A recent Computing research paper reveals that criminal gangs have been identified that are not only holding data to ransom, but also using it to blackmail their victims. More than one in 10 of the 150 IT leaders questioned in the research have been affected by such a group, or know someone who has.

A further 11 percent preferred not to say if they have been hit by this type of crime - a likely indication that they are aware of breaches, possibly at first hand. If true, then as many as one-fifth of organisations may have fallen victim to such attacks.

All it takes is one careless employee or one insecure device.

One of the first criminal groups to be observed operating this way was the Maze Cartel. Maze posts proof of stolen data on its website, and threatens to release the full dataset if the victim fails to comply with their demands.

Its infamy appears to have spread. Computing's survey found that 75 percent of IT leaders have heard of the group, 11 percent have been hit by a Maze attack, and 14 percent know other organisations that have. That is significantly more than the numbers reporting attacks when asked the more general question, above.

The cartel's website is a sophisticated platform, where victims can negotiate and pay ransoms via a fully featured support system. This alone is evidence that criminals are becoming more confident and professional; they are no longer secreted on the Dark Web, but hiding in plain sight and demanding cash via enterprise-grade tools.

Though some groups appear to honour their commitments to return stolen data, it is important for victims to analyse their networks after any breach to ensure, first, that there is no possibility of a repeat performance; and, second, that no malicious code has been planted in the system. It is unwise to trust that there is honour among professional cyber thieves.

Ragnar Locker is another criminal group. It too hosts a ‘wall of shame', where it names companies that have been successfully breached. In this way an attack becomes a double whammy for its victims. First comes the financial, technical, and operational hit; then second, the lasting damage to reputation.

The latter may dissuade some customers from doing business with a company that has failed to secure its systems and/or data. Again, criminals know this; it is what gives them leverage in the court of pubic opinion.

Computing research found that 72 percent of IT leaders are aware of this group, 12 percent have been hit by them, and 16 percent know of people or organisations that have. Similar figures apply to half a dozen different groups (see the white paper for more on this).

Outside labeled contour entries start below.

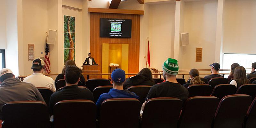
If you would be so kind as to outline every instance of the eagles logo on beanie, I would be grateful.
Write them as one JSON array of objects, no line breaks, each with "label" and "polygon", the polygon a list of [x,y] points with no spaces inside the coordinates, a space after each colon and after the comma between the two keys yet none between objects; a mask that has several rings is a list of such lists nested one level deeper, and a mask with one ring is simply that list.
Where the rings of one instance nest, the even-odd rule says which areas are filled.
[{"label": "eagles logo on beanie", "polygon": [[163,69],[167,74],[175,76],[179,72],[178,61],[172,58],[168,58],[163,65]]}]

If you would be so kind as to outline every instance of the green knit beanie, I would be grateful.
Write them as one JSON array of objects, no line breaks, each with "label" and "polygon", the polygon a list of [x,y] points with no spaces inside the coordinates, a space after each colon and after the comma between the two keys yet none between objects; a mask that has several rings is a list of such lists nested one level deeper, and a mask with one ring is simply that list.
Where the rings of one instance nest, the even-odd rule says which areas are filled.
[{"label": "green knit beanie", "polygon": [[163,69],[168,75],[175,76],[179,72],[178,61],[176,60],[168,58],[163,65]]}]

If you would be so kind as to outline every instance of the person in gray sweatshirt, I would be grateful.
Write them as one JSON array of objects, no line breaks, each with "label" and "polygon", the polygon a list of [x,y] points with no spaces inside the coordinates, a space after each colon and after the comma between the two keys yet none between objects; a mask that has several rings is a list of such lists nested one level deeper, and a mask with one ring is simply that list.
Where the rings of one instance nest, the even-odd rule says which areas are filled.
[{"label": "person in gray sweatshirt", "polygon": [[15,78],[9,69],[4,68],[0,70],[0,119],[2,120],[2,108],[6,103],[23,100],[40,101],[45,103],[35,85]]}]

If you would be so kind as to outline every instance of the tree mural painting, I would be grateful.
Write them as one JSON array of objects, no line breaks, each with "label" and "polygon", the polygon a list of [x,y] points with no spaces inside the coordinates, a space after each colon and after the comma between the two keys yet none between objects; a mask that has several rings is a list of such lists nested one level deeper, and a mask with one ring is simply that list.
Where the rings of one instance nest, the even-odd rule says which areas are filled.
[{"label": "tree mural painting", "polygon": [[75,61],[75,18],[64,16],[64,63],[68,60]]}]

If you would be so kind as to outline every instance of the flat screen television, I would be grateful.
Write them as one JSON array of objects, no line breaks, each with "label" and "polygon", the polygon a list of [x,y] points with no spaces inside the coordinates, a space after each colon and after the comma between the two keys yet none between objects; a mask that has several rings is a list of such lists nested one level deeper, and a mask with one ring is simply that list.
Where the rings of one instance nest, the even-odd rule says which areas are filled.
[{"label": "flat screen television", "polygon": [[100,18],[101,37],[131,38],[132,20]]}]

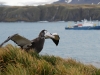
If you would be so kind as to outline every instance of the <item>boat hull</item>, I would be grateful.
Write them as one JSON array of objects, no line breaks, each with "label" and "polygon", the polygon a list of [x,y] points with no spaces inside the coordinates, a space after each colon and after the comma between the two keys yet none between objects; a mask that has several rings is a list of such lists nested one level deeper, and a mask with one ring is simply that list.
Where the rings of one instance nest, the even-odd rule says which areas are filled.
[{"label": "boat hull", "polygon": [[85,27],[74,27],[74,28],[69,28],[65,27],[66,30],[100,30],[100,26],[85,26]]}]

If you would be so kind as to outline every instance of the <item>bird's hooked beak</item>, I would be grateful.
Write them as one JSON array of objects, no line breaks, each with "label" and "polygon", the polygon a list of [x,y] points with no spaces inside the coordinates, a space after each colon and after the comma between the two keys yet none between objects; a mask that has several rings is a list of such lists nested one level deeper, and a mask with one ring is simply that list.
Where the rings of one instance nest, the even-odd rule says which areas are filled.
[{"label": "bird's hooked beak", "polygon": [[52,39],[53,42],[56,44],[56,46],[59,44],[59,35],[57,33],[49,33],[48,31],[45,31],[45,39]]}]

Other international groups offer ransomware-as-a-service, renting out their platforms to threat actors. Always remember: cybercrime is international, highly networked, and profitable.

Conclusions

In the physical world, theft is often opportunistic rather than planned or targeted. But in the digital realm, cybercriminals take more time to map organisations, understand businesses, exfiltrate sensitive data, and execute attacks as professionally as possible. In this way, they maximise their chances of profit.

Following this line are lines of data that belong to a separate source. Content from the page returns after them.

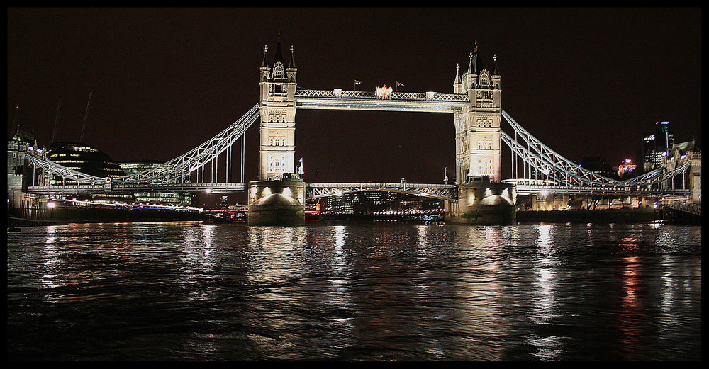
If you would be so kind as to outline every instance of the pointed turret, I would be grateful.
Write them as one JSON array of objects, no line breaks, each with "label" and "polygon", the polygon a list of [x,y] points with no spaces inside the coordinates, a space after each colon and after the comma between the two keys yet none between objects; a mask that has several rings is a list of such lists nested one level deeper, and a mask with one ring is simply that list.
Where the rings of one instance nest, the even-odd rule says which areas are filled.
[{"label": "pointed turret", "polygon": [[455,64],[455,81],[453,81],[453,93],[463,93],[463,82],[460,79],[460,64]]},{"label": "pointed turret", "polygon": [[285,65],[286,63],[283,61],[283,53],[281,52],[281,41],[278,42],[276,45],[276,55],[273,57],[273,65],[275,66],[276,63],[280,62],[281,64]]},{"label": "pointed turret", "polygon": [[264,59],[261,62],[262,68],[268,68],[268,45],[264,45]]},{"label": "pointed turret", "polygon": [[291,46],[291,61],[288,62],[288,68],[292,69],[296,67],[296,60],[293,59],[293,46]]}]

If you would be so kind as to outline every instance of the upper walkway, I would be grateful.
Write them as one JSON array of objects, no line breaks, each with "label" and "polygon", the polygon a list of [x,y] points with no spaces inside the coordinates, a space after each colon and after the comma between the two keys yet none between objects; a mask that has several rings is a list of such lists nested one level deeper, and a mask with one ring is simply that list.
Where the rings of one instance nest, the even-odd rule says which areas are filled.
[{"label": "upper walkway", "polygon": [[417,111],[455,113],[470,103],[468,96],[437,92],[391,92],[377,94],[372,91],[298,90],[298,109]]}]

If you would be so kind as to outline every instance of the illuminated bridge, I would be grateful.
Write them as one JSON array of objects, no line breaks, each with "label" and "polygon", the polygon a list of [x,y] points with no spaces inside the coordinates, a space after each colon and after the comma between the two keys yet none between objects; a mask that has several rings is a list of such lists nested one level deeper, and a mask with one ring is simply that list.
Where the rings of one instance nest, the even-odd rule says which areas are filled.
[{"label": "illuminated bridge", "polygon": [[[691,162],[672,169],[659,168],[620,181],[592,172],[562,157],[541,142],[501,108],[500,76],[495,58],[493,70],[481,69],[477,47],[470,54],[467,72],[456,67],[452,93],[393,92],[384,86],[376,91],[309,90],[296,88],[294,62],[286,63],[280,44],[274,62],[266,57],[260,68],[260,101],[212,139],[185,154],[152,169],[121,177],[101,178],[27,155],[35,182],[32,193],[53,195],[95,192],[244,191],[245,136],[253,124],[261,130],[260,181],[279,180],[296,167],[294,130],[297,109],[433,112],[451,114],[455,126],[455,183],[308,183],[307,198],[315,198],[362,191],[396,191],[454,200],[457,189],[474,178],[515,183],[518,195],[541,191],[559,194],[662,195],[688,198],[686,183]],[[506,132],[501,123],[510,127]],[[501,176],[502,143],[511,153],[511,176]],[[235,159],[235,157],[236,158]],[[252,159],[253,160],[253,159]],[[235,168],[240,169],[235,173]],[[302,169],[302,167],[300,168]],[[681,181],[676,180],[682,178]],[[257,179],[257,178],[253,178]],[[676,185],[675,183],[681,183]]]}]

This growing professionalism - and confidence - should trouble every CIO and CISO, as it shows a clear direction of travel. In other words, these issues can only get worse until organisations shape up and address the dangers.

After all, for many organisations being seen to be attacked is as serious as the attack itself. So be realistic about the risks, understand the issues, ensure your security procedures are known and followed, and find ways to manage your team in a dispersed, home-working world.